Additionally, your odroid-hc1 has a unique CPU setup containing both a
Cortex-A15 and Cortex-A7 which isn't possible to virtualize with
libvirt.

Thanks.
Anna
>
> IP-Config: eth0 hardware address 00:1e:06:30:bf:ac mtu 1500
> IP-Config: eth0 guessed broadcast address 192.168.1.255
> IP-Config: eth0 complete (from 192.168.1.10):
> address: 192.168.1.12 broadcast: 192.168.1.255 netmask:
> 255.255.255.0
> gateway: 192.168.1.1 dns0 : 0.0.0.0 dns1 : 0.0.0.0
>
> rootserver: 192.168.1.10 rootpath:
> filename :
> NFS-Mount: 192.168.1.10:/srv/nfs/odroidhc1
> Waiting 10 seconds for device /dev/nfs ...

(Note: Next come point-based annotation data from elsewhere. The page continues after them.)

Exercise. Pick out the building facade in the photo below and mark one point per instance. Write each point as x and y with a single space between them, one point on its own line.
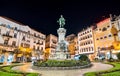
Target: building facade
15 36
86 42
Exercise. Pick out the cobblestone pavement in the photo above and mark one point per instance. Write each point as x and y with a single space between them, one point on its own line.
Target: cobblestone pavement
77 72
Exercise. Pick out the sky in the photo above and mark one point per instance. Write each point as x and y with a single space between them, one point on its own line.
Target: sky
42 15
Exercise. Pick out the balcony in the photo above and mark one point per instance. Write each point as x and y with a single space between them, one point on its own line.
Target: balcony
7 35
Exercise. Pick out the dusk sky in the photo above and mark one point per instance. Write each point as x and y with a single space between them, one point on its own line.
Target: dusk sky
42 15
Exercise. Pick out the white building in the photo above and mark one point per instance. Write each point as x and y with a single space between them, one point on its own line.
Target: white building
14 35
51 43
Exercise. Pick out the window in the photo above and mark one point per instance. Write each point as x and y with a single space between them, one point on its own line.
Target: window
0 31
105 36
100 29
7 33
21 44
97 39
41 48
15 35
108 26
38 48
23 38
34 47
101 37
6 42
14 43
104 29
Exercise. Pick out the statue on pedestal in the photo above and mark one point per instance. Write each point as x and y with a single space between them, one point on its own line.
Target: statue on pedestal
61 21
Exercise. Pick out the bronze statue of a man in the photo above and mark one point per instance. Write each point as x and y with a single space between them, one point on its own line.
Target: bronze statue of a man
61 21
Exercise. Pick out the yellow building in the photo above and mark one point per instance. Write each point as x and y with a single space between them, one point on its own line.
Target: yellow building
51 43
103 37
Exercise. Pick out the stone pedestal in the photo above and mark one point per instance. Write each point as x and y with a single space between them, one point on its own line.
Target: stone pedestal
61 51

> ERROR: device '/dev/nfs' not found. Skipping fsck.
> Mount cmd:
> mount.nfs4 -o vers=4,nolock 192.168.1.10:/srv/nfs/odroidhc1 /new_root
> [ 21.800626] ------------[ cut here ]------------
> [ 21.803891] WARNING: CPU: 7 PID: 154 at mm/highmem.c:603
> xdr_stream_unmap_current_page+0x18/0x24
> [ 21.812729] Modules linked in:
> [ 21.815642] CPU: 7 PID: 154 Comm: mount.nfs4 Not tainted
> 6.4.0-00001-gfbb103bb8df0 #8
> [ 21.823444] Hardware name: Samsung Exynos (Flattened Device Tree)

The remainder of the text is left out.